Во дворе храма ждал народ — посмотреть, кого посадит Рамсес в свою колесницу. В храме он поднял перед всем двором Аменхе, а теперь, перед ликующей толпой, протянул руку мне. Я затаила дыхание в страхе, что народ сейчас замолчит, но приветственные крики стали еще громче. С целой процессией золотых колесниц мы ехали по городу, и Рамсес, улыбаясь, повернулся ко мне.
— Ты смогла завоевать их сердца, Нефертари. Ты и вправду царица-воительница.
Глава двадцать четвертая
СПРАВА ОТ ФАРАОНА
В тронном зале фараон по-прежнему сидел в короне немес. За последние три месяца он ничуть не изменился, хотя правил теперь всем Египтом. А вот дворец в Малькате со дня коронации изменился сильно. Со стен поснимали красные коврики, изо всех ниш убрали статуи и уложили в деревянные сундуки — для перевозки в Пер-Рамсес. По дворцу сновали слуги с тяжелыми тростниковыми корзинами, наполненными всевозможными предметами роскоши, которых, наверное, нет в Аварисе. Поскольку во дворце царила суета, в этот день мало кто осмелился прийти с прошением в тронный зал. Когда появился Ахмос, Пасер, заранее зная, каков будет мой ответ на просьбу хабиру, просто махнул ему, чтобы уходил.

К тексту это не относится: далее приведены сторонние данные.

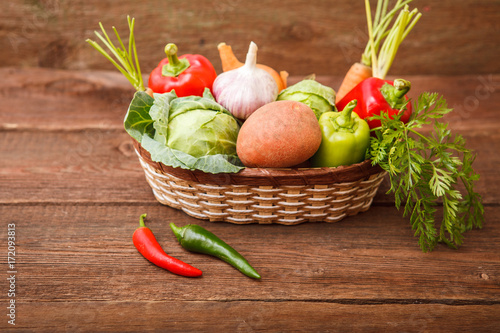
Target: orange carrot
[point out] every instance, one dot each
(357, 73)
(230, 62)
(227, 57)
(384, 41)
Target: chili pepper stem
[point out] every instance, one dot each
(345, 118)
(178, 231)
(175, 65)
(141, 221)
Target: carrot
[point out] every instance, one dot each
(383, 40)
(357, 73)
(227, 57)
(230, 62)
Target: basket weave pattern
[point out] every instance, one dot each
(283, 196)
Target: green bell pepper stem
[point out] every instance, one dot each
(195, 238)
(395, 94)
(345, 120)
(175, 65)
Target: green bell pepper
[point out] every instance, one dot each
(345, 138)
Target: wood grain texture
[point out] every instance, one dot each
(255, 316)
(73, 187)
(78, 271)
(325, 38)
(84, 253)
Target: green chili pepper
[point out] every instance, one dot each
(345, 137)
(195, 238)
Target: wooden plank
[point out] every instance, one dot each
(253, 316)
(100, 166)
(69, 253)
(324, 39)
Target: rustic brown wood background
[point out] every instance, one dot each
(300, 36)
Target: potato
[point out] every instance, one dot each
(278, 135)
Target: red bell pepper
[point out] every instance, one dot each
(188, 74)
(375, 96)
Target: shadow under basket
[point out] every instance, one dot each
(286, 196)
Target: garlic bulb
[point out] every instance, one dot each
(245, 89)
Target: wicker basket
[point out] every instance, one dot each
(259, 195)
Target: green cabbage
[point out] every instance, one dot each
(192, 132)
(318, 97)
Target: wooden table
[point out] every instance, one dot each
(73, 190)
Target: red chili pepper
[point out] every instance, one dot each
(375, 95)
(145, 242)
(188, 74)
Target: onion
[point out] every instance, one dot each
(245, 89)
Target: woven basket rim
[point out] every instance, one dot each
(269, 176)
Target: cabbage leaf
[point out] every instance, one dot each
(194, 133)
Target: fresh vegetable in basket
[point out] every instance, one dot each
(245, 89)
(192, 132)
(198, 239)
(383, 43)
(230, 62)
(146, 243)
(375, 96)
(278, 135)
(318, 97)
(188, 74)
(345, 138)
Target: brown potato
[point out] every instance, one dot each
(278, 135)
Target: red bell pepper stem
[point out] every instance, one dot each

— Ты неудачно выбрал время, Ахмос, — сказала я. — Двор завтра уезжает.
— Вот и хабиру хорошо бы уйти, — заявил он. — Зачем мучить их переездом в Аварис?
— Воинам мучиться не придется, — смеясь, ответила я. — Они поплывут по реке с флотом фараона.
— Так не все хабиру служат в войске. Некоторым придется продать свои запасы зерна и нанять лодки.
— Но и берегов Ханаана хабиру без лодок не достигнут.
— Они могут и пешком дойти.
— Хабиру не уйдут! — вскричала я громче, чем хотела. — С севера приходят донесения о приближении хеттских войск. Если они опять возьмут Кадеш, начнется война. Понадобится каждый воин. Подожди, пока наступит месяц тот.
— Я хочу знать, когда фараон освободит хабиру!
У Ахмоса сверкнули глаза. Он стукнул посохом об пол, и стражники двинулись к нему. Я жестом велела им остановиться.
Рамсес отвлекся от разговора с Пасером.
— Моя супруга сказала верно. Войско полностью отправится в Аварис. — Своим тоном он дал понять, что разговор окончен, и тихо спросил у меня: — К чему ты тратишь на него время?
Вечером мы с Мерит отправились в бани, и няня задала мне тот же вопрос.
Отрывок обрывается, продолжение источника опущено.